Graf Karl von Rottstein tobte vor Wut. Zornentbrannt schleuderte er Lenas Jacke in die Ecke der Eingangshalle und marschierte mit geballten Fäusten zu Karlina. Dicht vor ihr blieb er stehen, hob eine Hand - und schlug sie mit aller Kraft gegen die Steinwand unmittelbar neben seiner Nichte. Putz rieselte auf den Boden.
„Wie konnte das passieren?", brüllte der Graf. Karlina zuckte bei seinen Worten erschrocken zusammen. „Du hast sie losgelassen! Du ..." Der Graf senkte seine Stimme. „Na schön, dann geht es jetzt eben auf die Jagd. Das ist sowieso interessanter." Mit funkelnden Augen trat er an Karlina heran. „Mach dich auf den Weg und finde unsere beiden nutzlosen Diener.
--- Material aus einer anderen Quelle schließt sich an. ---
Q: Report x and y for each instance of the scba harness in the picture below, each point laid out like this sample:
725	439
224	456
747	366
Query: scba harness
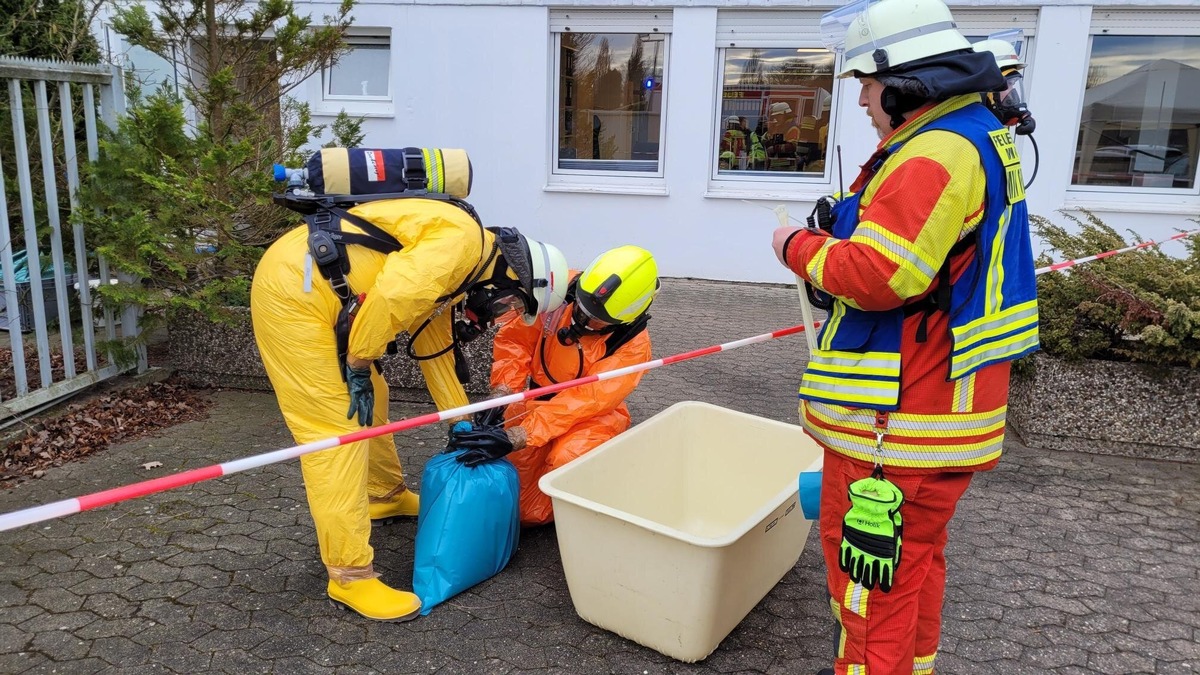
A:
339	178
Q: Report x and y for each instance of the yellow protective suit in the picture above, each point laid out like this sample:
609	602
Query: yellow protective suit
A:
294	330
574	420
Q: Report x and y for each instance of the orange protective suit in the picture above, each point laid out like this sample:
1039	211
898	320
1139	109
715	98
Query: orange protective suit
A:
571	422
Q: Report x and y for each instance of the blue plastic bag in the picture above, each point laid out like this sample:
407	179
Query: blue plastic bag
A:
467	529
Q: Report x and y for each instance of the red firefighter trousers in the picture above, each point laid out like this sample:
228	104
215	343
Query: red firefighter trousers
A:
894	632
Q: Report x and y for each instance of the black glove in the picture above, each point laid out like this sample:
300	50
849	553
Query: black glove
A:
358	383
481	443
490	417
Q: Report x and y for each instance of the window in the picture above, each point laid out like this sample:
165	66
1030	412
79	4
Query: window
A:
364	73
775	101
610	88
775	111
1140	121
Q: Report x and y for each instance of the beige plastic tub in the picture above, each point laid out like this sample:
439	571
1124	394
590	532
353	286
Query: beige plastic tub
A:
673	531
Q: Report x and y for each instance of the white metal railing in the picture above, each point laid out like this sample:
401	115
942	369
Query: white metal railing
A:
24	302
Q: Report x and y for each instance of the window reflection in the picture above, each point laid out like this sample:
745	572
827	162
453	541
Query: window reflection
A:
361	72
1140	125
610	101
775	111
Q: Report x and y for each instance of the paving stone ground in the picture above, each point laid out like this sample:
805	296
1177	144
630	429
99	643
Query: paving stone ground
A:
1059	562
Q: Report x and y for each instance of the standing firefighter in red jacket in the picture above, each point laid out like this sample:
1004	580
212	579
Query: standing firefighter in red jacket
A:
930	272
600	328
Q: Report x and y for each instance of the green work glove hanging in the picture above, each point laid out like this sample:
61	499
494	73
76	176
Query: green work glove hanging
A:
870	532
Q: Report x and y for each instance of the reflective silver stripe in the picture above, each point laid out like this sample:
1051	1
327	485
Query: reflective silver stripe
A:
959	366
900	455
897	422
966	335
900	36
905	254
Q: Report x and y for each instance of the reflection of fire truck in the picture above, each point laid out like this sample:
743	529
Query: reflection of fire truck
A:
790	120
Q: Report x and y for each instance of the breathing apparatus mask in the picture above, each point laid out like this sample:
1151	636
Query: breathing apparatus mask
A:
583	323
1009	105
483	306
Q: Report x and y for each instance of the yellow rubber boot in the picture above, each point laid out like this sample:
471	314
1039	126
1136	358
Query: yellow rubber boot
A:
407	503
375	599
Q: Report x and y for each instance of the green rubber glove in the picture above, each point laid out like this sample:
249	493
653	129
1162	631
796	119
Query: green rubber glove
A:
870	532
361	389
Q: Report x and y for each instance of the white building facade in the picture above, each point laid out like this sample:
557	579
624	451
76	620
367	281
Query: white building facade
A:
592	125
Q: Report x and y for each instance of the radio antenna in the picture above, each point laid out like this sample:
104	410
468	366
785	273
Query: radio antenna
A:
841	186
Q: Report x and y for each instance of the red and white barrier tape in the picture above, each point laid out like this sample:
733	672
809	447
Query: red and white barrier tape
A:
76	505
1067	264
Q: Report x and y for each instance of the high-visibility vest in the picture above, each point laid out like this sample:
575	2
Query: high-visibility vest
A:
994	314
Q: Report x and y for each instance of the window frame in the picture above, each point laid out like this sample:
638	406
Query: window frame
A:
328	105
769	29
1131	24
606	22
765	179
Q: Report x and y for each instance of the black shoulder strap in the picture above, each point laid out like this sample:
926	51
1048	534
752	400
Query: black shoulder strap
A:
619	338
327	244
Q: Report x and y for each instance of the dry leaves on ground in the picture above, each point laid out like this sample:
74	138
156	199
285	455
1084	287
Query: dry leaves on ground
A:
87	428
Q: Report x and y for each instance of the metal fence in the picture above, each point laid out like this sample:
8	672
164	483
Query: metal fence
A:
58	309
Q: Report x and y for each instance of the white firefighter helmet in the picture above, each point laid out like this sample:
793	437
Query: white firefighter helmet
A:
1003	46
877	36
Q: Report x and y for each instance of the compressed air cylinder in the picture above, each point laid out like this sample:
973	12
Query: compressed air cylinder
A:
366	171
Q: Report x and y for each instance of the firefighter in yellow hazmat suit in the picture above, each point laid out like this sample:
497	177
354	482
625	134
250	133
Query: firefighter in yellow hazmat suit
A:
600	328
445	258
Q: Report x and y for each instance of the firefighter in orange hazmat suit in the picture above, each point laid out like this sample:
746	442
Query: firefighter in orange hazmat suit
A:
600	328
445	256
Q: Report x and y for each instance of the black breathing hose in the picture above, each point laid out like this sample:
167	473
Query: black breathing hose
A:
1036	161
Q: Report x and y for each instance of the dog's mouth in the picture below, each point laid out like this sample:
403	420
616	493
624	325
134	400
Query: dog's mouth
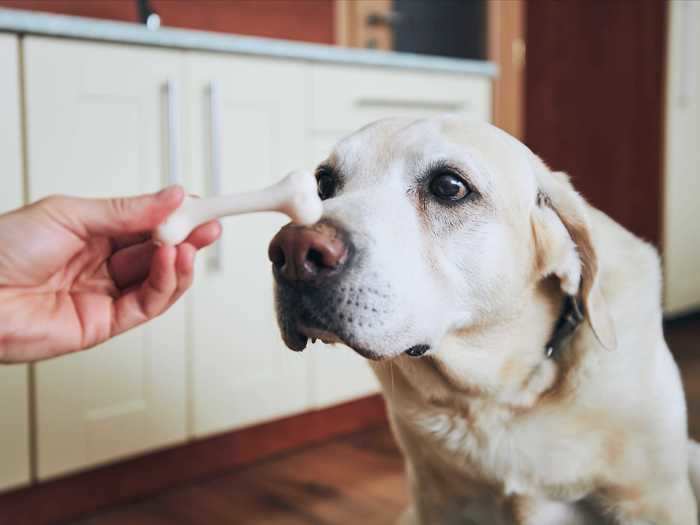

Und dann werden wir das Mädchen jagen! Noch einmal lassen wir diesen Leckerbissen nicht laufen, hast du verstanden?!"
Karlina war in Gedanken versunken und antwortete nicht sofort.
„Hast du mich verstanden, Karlina?!", fuhr der Graf sie an.
„Ich ... nun ... ja, aber sicher, Onkel Karl. Was immer geschehen ist, es wird nicht wieder passieren, das verspreche ich. Ich bin eine Vampirin und heute Nacht trinken wir Blut ... richtiges Blut!" Dabei versuchte sie so überzeugend wie möglich zu klingen, doch war ihr seltsam unwohl dabei.
Liebevoll nahm der Graf seine Nichte in den Arm. „Du weißt doch, dass ich so lange auf einen Moment wie diesen gewartet habe, meine Liebe. Jetzt beeil dich, wir treffen uns unten im Keller. Ich werde die Treppe von hier nehmen, ihr drei kommt über die Küchentreppe. Wenn wir uns dem köstlichen Mädchen von verschiedenen Seiten nähern, hat sie keine Chance zu entkommen!"
Eilig verschwand der Graf und ließ seine Nichte alleine. Karlina schaute in den Kamin, durch den dieses seltsame Mädchen gerade verschwunden war.
„Komm schon, Karlina, du bist eine Vampirin!", sprach sie schließlich so entschlossen wie möglich und machte sich eiligen Schrittes auf die Suche nach den beiden Dienern des Grafen.
Bei diesen handelte es sich um den bemitleidenswerten Professor Horatio Frommage und seinen ebenso unglücklichen Assistenten Pierre Petit.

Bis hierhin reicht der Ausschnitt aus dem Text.